I’m not a particularly religious person, but I think there’s probably a moment when you’re driving a tanker truck filled with blood in the middle of a Category 5 hurricane and the levees break and the town completely floods and a statue impales your tanker truck and releases all the chum into these newly shark-infested waters and a bull shark is about to eat you that you begin to wonder if God is real, and if God has a bad sense of humor.
In a movie, of course, the director is God. They manipulate the events of the story for reasons that hopefully make sense, if only to them. Writer/director Tommy Wirkola is the God of the killer shark movie “Thrash” and he’s a trickster if ever I saw one. There are really bad hurricanes in the world, that much is true, and they seem to be getting worse every year, but that’s where the realism ends. It takes multiple acts of god to make this fish story look even remotely possible. Not “plausible,” that adjective waved “bye-bye” a long time ago. Just possible enough to make a silly movie out of it.
“Thrash” tells the story of Annieville, South Carolina, which is getting hit by a Category 5 hurricane so large that someone suggests they should invent a “Category 6” just to describe it. (Great, now Nigel Tufnel works for the Weather Channel.) Everyone with an ounce of common sense and self-preservation is fleeing the town, or left already, so instead we focus on all those other people.
There’s Dakota (Whitney Peak), a young woman who became agoraphobic after her mother died. There’s also Lisa (Phoebe Dynevor), a pregnant meat plant employee who was ordered to work in a hurricane because something-something-something capitalism sucks.
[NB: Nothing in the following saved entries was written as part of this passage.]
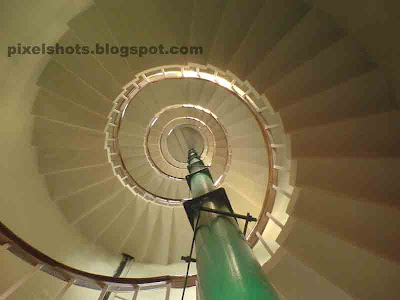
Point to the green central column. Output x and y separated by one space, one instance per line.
226 266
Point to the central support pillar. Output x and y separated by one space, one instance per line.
226 266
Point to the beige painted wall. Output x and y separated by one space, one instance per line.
25 206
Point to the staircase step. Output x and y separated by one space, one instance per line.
60 159
50 134
92 29
313 33
160 237
98 220
181 235
85 66
295 280
366 225
77 205
364 178
235 22
202 33
169 31
372 136
64 83
68 182
360 96
273 21
115 234
52 106
347 266
338 63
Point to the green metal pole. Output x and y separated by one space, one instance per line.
226 266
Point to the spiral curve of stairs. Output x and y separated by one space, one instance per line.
291 109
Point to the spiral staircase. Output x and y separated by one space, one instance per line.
293 105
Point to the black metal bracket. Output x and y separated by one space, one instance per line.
194 208
188 259
205 170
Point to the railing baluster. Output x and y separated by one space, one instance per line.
20 282
264 243
65 289
134 297
5 247
276 221
103 292
168 291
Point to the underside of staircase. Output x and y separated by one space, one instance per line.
293 105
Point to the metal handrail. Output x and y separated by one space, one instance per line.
34 257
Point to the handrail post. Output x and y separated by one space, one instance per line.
219 239
167 294
103 292
5 247
20 282
64 290
269 250
135 294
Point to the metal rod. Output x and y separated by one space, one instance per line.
4 247
103 293
190 255
134 297
220 212
65 289
167 294
20 282
269 250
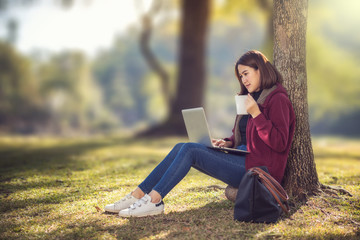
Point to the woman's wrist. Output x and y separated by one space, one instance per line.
257 113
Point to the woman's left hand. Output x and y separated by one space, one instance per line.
252 107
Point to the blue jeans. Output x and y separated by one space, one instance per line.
229 168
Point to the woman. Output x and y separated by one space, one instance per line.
266 132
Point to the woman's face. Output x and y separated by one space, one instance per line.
250 78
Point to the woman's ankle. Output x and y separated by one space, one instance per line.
155 196
138 193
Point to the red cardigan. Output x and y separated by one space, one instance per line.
270 134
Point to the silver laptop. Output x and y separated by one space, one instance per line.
198 129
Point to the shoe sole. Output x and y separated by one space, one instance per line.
143 215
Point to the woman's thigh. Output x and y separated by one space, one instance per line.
229 168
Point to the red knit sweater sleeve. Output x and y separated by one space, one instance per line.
274 129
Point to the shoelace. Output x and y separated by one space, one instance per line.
123 199
139 203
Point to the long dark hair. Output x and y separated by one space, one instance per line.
269 75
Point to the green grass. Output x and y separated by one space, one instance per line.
56 188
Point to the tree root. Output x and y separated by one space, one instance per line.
334 191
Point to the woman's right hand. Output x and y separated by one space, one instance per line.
222 143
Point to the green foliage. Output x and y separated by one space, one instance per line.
50 188
18 98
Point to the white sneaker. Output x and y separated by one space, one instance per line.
121 204
142 208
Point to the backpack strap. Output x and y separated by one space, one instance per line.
274 188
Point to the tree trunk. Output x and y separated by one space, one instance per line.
290 19
192 64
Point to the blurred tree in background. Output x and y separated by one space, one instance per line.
64 92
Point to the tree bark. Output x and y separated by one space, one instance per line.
290 20
149 56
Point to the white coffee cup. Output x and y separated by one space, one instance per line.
240 104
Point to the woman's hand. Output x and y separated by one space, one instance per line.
252 107
222 143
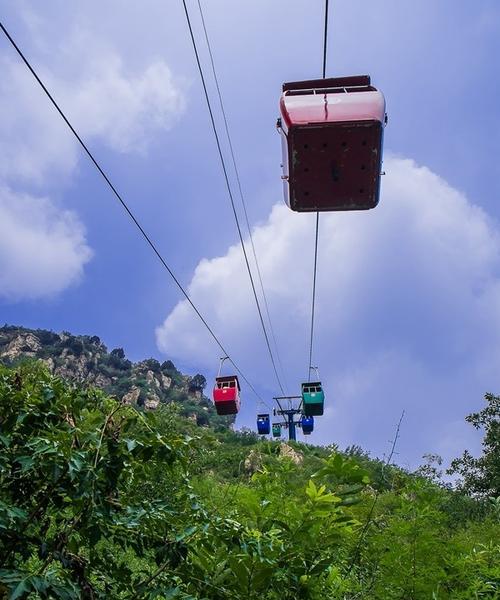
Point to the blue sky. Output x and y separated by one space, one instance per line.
408 294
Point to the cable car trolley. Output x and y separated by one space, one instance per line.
332 134
226 393
313 398
307 424
263 424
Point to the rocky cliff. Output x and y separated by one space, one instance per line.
85 359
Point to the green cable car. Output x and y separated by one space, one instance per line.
313 398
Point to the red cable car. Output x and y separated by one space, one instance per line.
227 395
332 133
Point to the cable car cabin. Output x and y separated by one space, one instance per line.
227 395
263 424
313 398
307 424
332 133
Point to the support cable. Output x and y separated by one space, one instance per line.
313 303
226 178
242 198
369 518
124 205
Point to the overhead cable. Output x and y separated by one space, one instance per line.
124 205
315 267
242 198
230 193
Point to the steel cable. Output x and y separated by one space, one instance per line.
126 208
228 185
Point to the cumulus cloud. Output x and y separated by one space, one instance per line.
42 249
407 311
105 102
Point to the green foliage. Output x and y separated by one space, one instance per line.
99 500
481 475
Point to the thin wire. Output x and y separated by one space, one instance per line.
124 205
368 521
226 177
313 307
325 41
313 304
226 126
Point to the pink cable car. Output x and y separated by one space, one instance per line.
332 133
226 395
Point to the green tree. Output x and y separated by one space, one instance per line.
481 476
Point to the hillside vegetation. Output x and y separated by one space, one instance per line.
103 499
85 359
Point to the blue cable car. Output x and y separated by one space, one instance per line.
307 424
313 398
263 424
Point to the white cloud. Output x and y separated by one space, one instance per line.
407 310
42 249
104 102
123 110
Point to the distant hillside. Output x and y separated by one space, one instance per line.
85 359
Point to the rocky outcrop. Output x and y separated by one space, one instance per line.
22 345
84 359
152 402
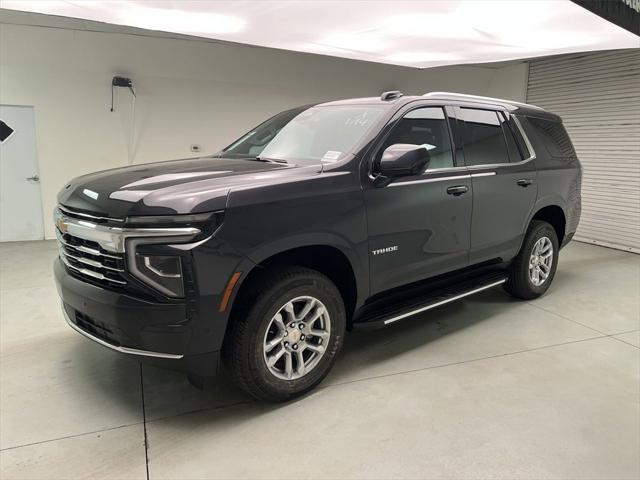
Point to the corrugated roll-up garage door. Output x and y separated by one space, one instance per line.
598 97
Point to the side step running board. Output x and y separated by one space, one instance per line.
442 302
433 299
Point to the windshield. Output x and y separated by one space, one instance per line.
310 135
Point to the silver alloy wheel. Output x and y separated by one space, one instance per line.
541 261
296 338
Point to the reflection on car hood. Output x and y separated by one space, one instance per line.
177 186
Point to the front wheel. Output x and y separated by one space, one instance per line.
284 337
532 271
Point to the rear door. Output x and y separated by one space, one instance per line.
504 182
418 226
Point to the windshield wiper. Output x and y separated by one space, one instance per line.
269 160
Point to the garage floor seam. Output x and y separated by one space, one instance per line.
144 423
585 326
322 387
75 435
468 361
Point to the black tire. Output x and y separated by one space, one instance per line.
519 283
257 305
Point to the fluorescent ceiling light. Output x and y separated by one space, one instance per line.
411 58
419 33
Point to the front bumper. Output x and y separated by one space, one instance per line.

There’s also Dee (Alyla Browne), Ron (Stacy Clausen) and Will (Dante Ubaldi), three foster siblings whose “parents” refuse to leave town because they’re cartoonishly evil. And just for variety, there’s also Dale (Djimon Hounsou), Dakota’s uncle, who is coincidentally a shark expert, and who travels into the hurricane on purpose just to save his niece.
There are two movies fighting for dominance in “Thrash” and both refuse to back down. Lisa’s car gets swept away by a tidal wave and crashes into a tree outside Dakota’s house, forcing Dakota to conquer her fears and venture outside to save this stranger from killer sharks — and of course Lisa immediately goes into labor. Meanwhile, the three kids are trapped on a table in their house, trying to figure out how to survive after the sharks attack their wicked foster parents. Fortunately they’ve got dynamite. Like you do.
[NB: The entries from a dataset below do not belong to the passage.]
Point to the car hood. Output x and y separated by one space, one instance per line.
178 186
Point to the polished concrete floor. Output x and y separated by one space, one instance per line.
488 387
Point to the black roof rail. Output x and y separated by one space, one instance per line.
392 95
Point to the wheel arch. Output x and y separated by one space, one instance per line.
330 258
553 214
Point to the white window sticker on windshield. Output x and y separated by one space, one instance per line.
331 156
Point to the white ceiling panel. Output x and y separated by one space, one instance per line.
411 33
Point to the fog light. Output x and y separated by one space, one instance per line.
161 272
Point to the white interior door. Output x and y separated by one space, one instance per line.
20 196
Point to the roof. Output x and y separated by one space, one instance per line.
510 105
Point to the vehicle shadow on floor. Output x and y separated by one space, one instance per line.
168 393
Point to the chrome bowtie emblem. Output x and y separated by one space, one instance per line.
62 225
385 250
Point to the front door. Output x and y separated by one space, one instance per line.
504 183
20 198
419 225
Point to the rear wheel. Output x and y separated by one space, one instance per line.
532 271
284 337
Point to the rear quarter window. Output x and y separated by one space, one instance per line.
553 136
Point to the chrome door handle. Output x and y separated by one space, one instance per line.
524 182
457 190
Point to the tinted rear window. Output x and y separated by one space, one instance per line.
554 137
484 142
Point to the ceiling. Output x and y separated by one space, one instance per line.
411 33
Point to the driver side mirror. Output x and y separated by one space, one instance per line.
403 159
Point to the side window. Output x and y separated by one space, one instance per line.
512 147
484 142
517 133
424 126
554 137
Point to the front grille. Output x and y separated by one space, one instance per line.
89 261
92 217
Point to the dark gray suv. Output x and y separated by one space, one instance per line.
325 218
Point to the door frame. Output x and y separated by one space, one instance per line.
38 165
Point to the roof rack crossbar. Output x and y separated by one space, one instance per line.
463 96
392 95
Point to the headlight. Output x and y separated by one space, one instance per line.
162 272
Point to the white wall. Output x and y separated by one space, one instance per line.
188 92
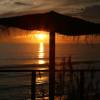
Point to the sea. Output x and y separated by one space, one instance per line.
16 85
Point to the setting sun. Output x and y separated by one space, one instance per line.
40 36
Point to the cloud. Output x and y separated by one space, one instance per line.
18 7
91 13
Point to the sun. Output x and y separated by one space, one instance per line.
41 35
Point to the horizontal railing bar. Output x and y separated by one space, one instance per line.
75 70
47 64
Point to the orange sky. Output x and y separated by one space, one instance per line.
41 36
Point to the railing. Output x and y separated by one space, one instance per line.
70 83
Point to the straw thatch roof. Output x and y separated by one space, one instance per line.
52 21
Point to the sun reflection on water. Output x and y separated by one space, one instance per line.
41 53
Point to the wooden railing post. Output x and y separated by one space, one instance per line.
33 86
81 85
52 66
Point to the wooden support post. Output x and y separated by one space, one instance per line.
33 85
51 65
81 85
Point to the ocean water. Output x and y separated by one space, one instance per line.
27 53
16 85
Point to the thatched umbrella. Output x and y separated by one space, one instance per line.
52 22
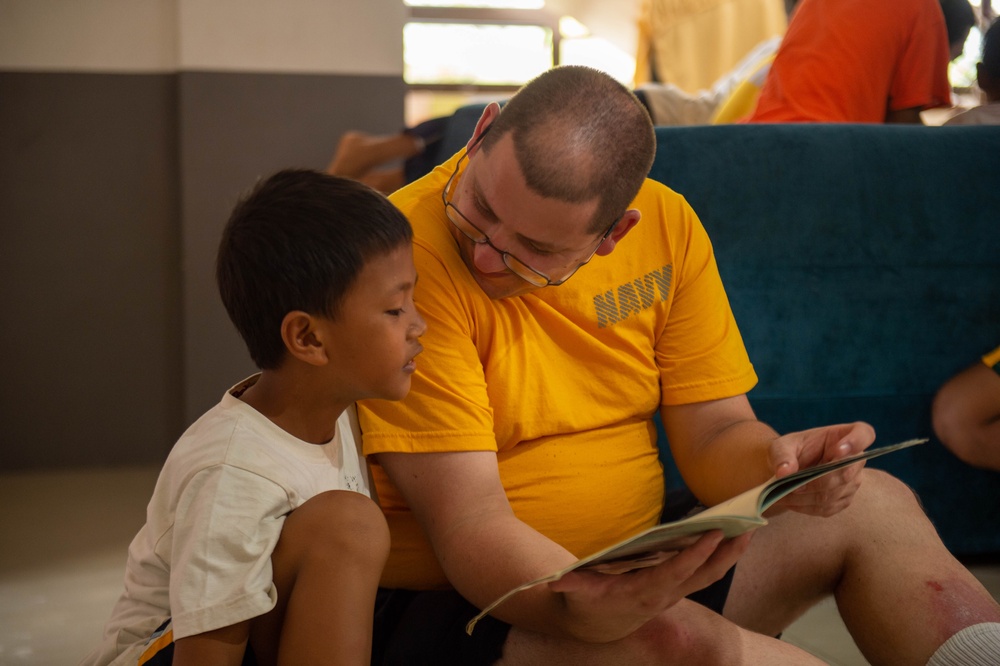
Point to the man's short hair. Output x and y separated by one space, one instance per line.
579 134
298 241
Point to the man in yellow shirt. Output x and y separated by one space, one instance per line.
568 300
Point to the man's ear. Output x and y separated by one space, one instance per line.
490 114
302 339
625 225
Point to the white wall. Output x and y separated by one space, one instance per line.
306 36
302 36
613 20
88 35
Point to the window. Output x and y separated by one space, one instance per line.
457 52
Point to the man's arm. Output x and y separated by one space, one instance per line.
485 551
722 449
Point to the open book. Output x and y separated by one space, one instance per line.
734 517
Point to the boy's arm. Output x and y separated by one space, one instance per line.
224 646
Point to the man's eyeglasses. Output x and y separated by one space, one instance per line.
517 267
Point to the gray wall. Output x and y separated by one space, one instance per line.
89 268
127 131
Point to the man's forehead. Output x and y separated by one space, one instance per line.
503 195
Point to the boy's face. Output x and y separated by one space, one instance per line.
375 335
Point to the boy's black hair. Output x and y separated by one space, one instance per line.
298 241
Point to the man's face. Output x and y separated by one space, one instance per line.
549 235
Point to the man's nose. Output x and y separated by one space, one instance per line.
487 258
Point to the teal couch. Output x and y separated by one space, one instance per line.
863 265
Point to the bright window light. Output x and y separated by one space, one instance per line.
453 53
492 4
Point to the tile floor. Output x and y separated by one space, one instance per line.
63 542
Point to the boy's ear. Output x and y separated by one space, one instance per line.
300 335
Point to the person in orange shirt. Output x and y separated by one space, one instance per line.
864 61
569 299
966 413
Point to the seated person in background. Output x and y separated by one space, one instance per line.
966 413
669 105
570 299
864 61
988 78
387 162
262 508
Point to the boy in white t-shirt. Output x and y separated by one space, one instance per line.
261 540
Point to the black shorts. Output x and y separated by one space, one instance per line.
416 628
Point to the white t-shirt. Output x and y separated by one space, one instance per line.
203 557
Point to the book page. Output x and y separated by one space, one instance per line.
742 513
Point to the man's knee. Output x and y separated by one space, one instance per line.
881 487
690 634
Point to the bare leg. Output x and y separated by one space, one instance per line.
358 153
686 634
899 590
327 565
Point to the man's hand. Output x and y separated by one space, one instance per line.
832 493
634 598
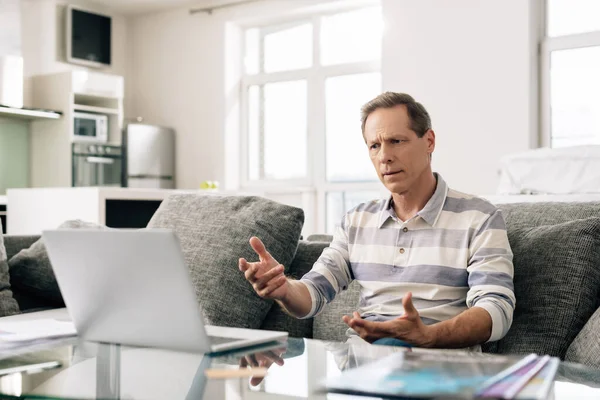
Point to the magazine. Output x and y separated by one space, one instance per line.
443 374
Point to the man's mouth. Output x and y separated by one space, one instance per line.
391 173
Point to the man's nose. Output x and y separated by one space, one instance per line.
385 156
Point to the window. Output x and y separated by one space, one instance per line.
303 85
570 64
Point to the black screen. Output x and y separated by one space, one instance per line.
90 37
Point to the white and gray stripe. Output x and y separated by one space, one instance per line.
453 255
You might think, since these two stories are about the responsibilities of parenthood and the relationships between parents and their children, that they would actually intersect at some point. You would be wrong. The plots in “Thrash” are connected by killer sharks. That there’s a theme seems to be a total coincidence. If anything it looks like Wirkola wrote a whole movie about Dakota and Lisa, realized there wasn’t enough material to make it feature-length, then wrote a second short movie and duct taped them together to meet his quota at the last minute.
Normally, if logic had anything to do with it, that would mean “Thrash” was a bad movie. But logic has no place in these soggy halls. “Thrash” may be arbitrary but it’s too energetic to be bad. The cast is talented enough to make us care about these people — at least, to the point where we don’t want them dead — and Wirkola’s snappy direction makes their plight palpable. There’s a scene in this movie where Lisa is about to give birth on a bed that’s floating so high in a house that the ceiling is about to crush her, while Vanessa Carlton’s “A Thousand Miles” plays on her cell phone, and she played that on purpose. If you can’t get invested in that, not only do I not have a bridge to sell you, but I’m pretty sure I couldn’t convince you to open a savings account.
Ever since “Jaws” came out, Hollywood has been convinced that sharks are the perfect boogeyman. There aren’t a lot of natural predators that humans are scared of, and even though you’re more likely to get killed by a hippopotamus than a shark — a fact that “Thrash,” to its credit, is actually aware of — scary shark movies usually seem to work. “Thrash” isn’t even the first decent genre flick about getting trapped in a flooded building with man-eaters after a tidal wave. (If you want to see the better version, check out the 2012 thriller “Bait 3D,” about sharks in a supermarket.)
The point is, you can get away with a lot in the killer shark subgenre, and Wirkola practically gets away with murder. “Thrash” is a Netflix exclusive and for whatever it’s worth, Netflix is probably where it belongs. It’s too expensive for a cheap straight-to-video B-movie but not nearly ambitious enough to demand a theatrical release.
It’s just wacky and weird enough to keep the folks at home from looking down at their phones. It’s not a great movie but it’s a heck of a lot more exciting than today’s Wordle, even if the answer to today’s Worldle is “S-H-A-R-K.”